While agricultural support and subsidies are of personal interest and importance to me looking to the future of our family farm, it also makes up a large proportion of my working life as a chartered surveyor and land agent.
When going on-farm for appointments I am often met with a tirade of questions about the future of agricultural support schemes.
With all farmers set to receive a minimum 5 per cent deduction to their Basic Payment Scheme (BPS) payment in 2021, with higher deductions for larger farms and further reductions thereon in the following years (at as yet unknown percentage decreases), it is no wonder farmers are concerned.
Certainly, at home and for many of my clients, BPS plays an important role in keeping the farming business afloat. It angers me that many of the general public and indeed our own UK Government see BPS as a fat yearly cheque which is making farmers rich. How wrong they are.
People seem to forget that the purpose of BPS is to allow high quality, high welfare British food to be available on the shelves of British shops at prices which are affordable to the public.
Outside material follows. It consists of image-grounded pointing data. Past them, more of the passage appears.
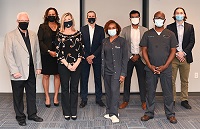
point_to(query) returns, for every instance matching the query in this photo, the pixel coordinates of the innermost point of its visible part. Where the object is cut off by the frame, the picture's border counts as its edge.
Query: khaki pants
(184, 69)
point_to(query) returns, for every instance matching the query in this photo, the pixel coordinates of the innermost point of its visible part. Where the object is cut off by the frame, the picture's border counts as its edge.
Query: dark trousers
(84, 80)
(139, 65)
(18, 92)
(69, 89)
(112, 90)
(166, 84)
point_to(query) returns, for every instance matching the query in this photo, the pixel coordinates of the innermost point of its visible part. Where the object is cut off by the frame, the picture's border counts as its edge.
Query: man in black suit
(93, 35)
(185, 35)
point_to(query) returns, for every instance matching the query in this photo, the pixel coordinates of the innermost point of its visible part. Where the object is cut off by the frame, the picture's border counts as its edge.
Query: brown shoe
(146, 118)
(123, 105)
(144, 106)
(172, 119)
With the final product having such a low value on the shelf, which often does not cover the cost of production, particularly when British food is produced to some of the highest standards in the world, which is obviously costly, the BPS makes up the shortfall to keep farmers in business, allowing them to continue producing high quality yet affordable food.
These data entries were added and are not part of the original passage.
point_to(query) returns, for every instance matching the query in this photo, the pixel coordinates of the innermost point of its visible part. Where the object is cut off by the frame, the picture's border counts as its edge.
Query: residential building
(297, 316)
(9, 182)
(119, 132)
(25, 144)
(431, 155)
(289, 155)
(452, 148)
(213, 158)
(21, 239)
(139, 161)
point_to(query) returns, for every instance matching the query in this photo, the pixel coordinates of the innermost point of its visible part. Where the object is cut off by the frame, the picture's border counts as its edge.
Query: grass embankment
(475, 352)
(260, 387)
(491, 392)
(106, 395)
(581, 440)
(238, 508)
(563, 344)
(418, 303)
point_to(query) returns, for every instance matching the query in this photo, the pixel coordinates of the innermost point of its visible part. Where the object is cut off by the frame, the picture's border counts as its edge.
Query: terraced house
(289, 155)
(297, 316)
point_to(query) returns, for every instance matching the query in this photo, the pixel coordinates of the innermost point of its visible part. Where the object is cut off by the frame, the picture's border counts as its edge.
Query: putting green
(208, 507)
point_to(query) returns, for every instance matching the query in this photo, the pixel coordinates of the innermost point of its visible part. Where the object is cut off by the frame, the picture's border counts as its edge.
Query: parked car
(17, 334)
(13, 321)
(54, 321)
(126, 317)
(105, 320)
The thought behind the new Environmental Land Management (ELM) scheme, which is set to become the new main support scheme from 2024 onwards, sounds very airy-fairy to me.
Yes, being paid for providing public goods such as clean water, fresh air and healthy soil sounds like a lovely idea, but how will payments for such things ever be quantified? And how much payment will farmers expect to receive? The realist in me thinks less than the current system pays that is for sure.
Value
What I find most baffling though, is that with all this talk of public goods, not once is high quality, high welfare food mentioned as being a public good and I cannot understand how our Government does not value it as such.
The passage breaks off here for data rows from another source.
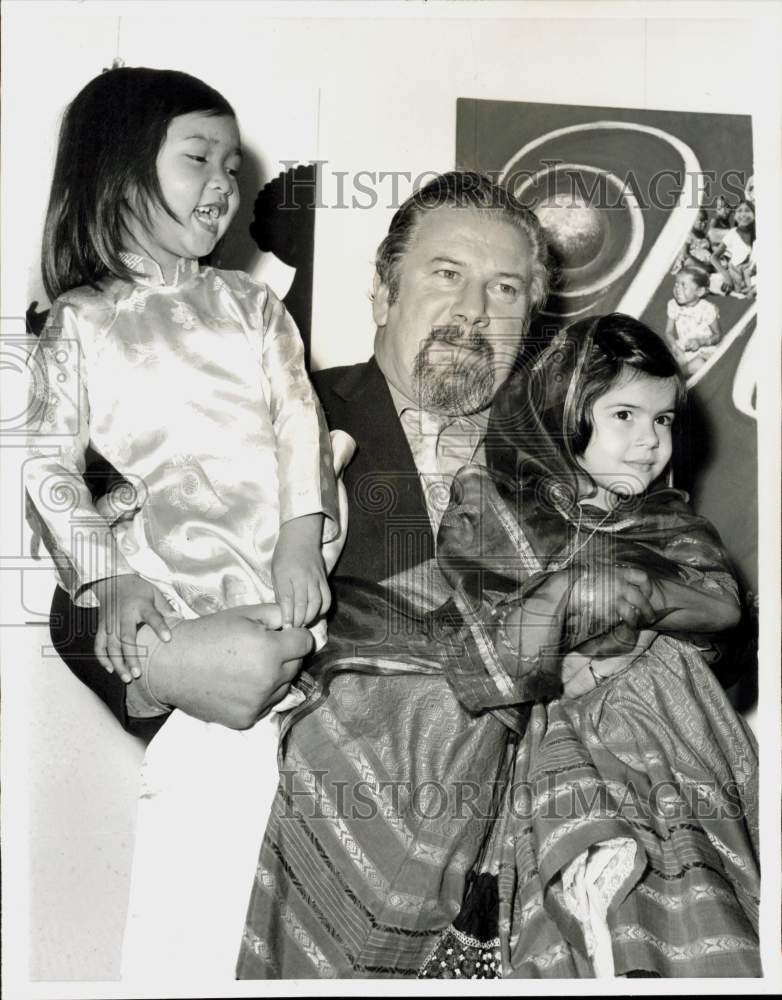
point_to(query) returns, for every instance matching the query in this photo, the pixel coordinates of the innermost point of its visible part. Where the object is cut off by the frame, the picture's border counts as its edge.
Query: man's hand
(608, 595)
(298, 573)
(230, 667)
(126, 602)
I recently attended a webinar on the new ELM scheme, hosted by Defra, to learn more about it in order to put my concerns and queries to the hosts. Come the end of the initial presentation, I did not feel much more enlightened than I was at the start, but nonetheless I put a question to them: why was high quality food not included as a public good?
I received sharp shrift, with the answer: there is already a market for food, while there is not for the likes of clean air and fresh water. Then they swiftly moved on to the next question. All very well and good, but when the market for food is warped, I do not see how that can be considered an adequate answer.
While the BPS does have its downfalls, for instance in my opinion there are lots of people successfully claiming thousands of pounds who would not meet with my own personal definition of the word ‘farmer', but for the majority it certainly serves a significant purpose; keeping farm businesses very much in business.
I feel that pulling the plug on such an important support system is going to cause nothing short of a disaster, although I hope very much that I can be proved wrong.
Perhaps if Boris Johnson is listening, while there is still time to alter future support policy before it is brought in, maybe he and his Ministers would like to have a re-think on whether high quality British food, produced by our hardworking farmers, is in fact a 'public good'.